File Storage for Web Applications − Web applications, such as a CMS (WordPress, Drupal), require persistent storage to save uploaded images, documents, and media files.
Troubleshooting Persistent Storage Issues
PVC Stuck in Pending State − Check if a matching PV exists using kubectl get pv. Ensure the PV has the correct storage class and size.
Pod Stuck in ContainerCreating State − Verify that the PVC is correctly bound using kubectl get pvc.

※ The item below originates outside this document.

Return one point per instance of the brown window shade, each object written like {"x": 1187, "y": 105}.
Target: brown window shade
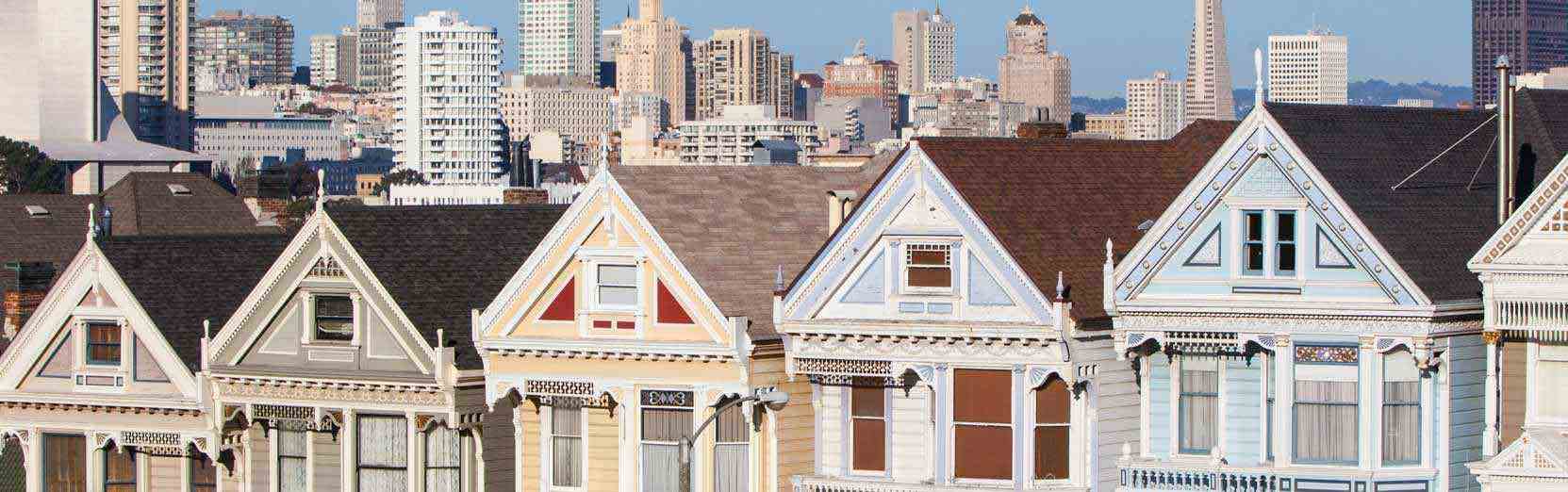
{"x": 983, "y": 451}
{"x": 982, "y": 397}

Check logs using kubectl describe pod <pod-name>.
Best Practices for Managing Persistent Storage
- Use Storage Classes − Instead of manually defining PVs, use StorageClass to provision storage dynamically.
- Monitor Storage Usage − Keep an eye on storage utilization using kubectl get pvc and Prometheus metrics.
- Backup Strategies − Implement backup solutions like Velero or cloud-based snapshots.
- Use ReadWriteMany (RWX) when needed − Some workloads may require shared access to the same storage.
- Automate Cleanup − Implement policies to reclaim unused storage to optimize resource utilization.
Conclusion
Persistent storage in Kubernetes ensures that applications requiring data retention can function reliably. By using Persistent Volumes (PVs) and Persistent Volume Claims (PVCs), Kubernetes enables decoupled and scalable storage solutions. Dynamic provisioning with Storage Classes further automates storage management, making deployments more efficient.
Understanding these concepts is essential for running stateful applications, such as databases and content management systems, in a Kubernetes environment. By properly configuring persistent storage, we can ensure that critical data remains intact, even when pods are rescheduled or restarted.